Everyone stood, and the judge came in wearing a wig not of the Gilbert and Sullivan variety, but a short one, slightly askew, that made him look like Dr Johnson’s younger brother. The jury was new, and the case their first, so they had to be sworn in by the usher. Two of them were women: a WVS housewifely person, and the other with a beret and a tailored suit whose nature it was impossible to guess at. A male juror turned out, when he swore, to be called ‘Ramsay Macdonald’, on hearing which Mr Vial made a slight histrionic gesture of impressed surprise to Mr Gillespie, who ignored him.

One of the two policemen in the dock nudged Johnny, and he stood. The clerk, a quite young man with a pink, pale face, read out the charge in a voice like an Old Vic juvenile’s; and when he asked Johnny how he pleaded, looked up at him, across the court, with a pleading expression on his own wan face.

‘I plead not guilty.’

Mr Zuss-Amor, flanking his advocate, twitched his shoulders slightly. You never could tell with defendants: he’d even known them get the plea wrong at the outset.

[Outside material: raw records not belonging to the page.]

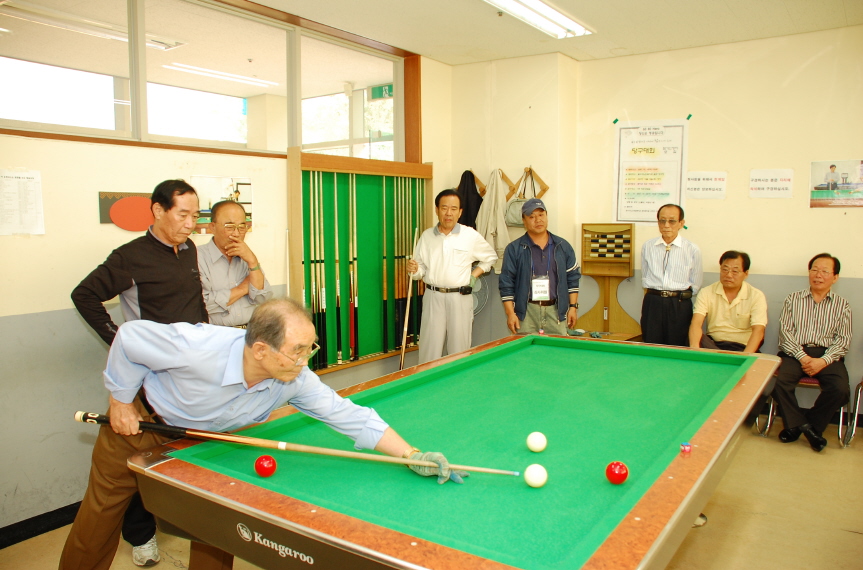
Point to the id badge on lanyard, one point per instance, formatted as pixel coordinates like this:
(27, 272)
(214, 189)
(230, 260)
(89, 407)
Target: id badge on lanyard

Mr Archie Gillespie’s opening statement of the case for the Queen against the prisoner was as methodical as one would expect from a Scottish lawyer of vast experience and entire integrity. He had the great psychological advantages of believing the facts in the brief that he’d been given, or most of them, and of being quite dispassionate in his advocacy. He had no feeling of animosity towards the prisoner whatever, and this made him all the more deadly.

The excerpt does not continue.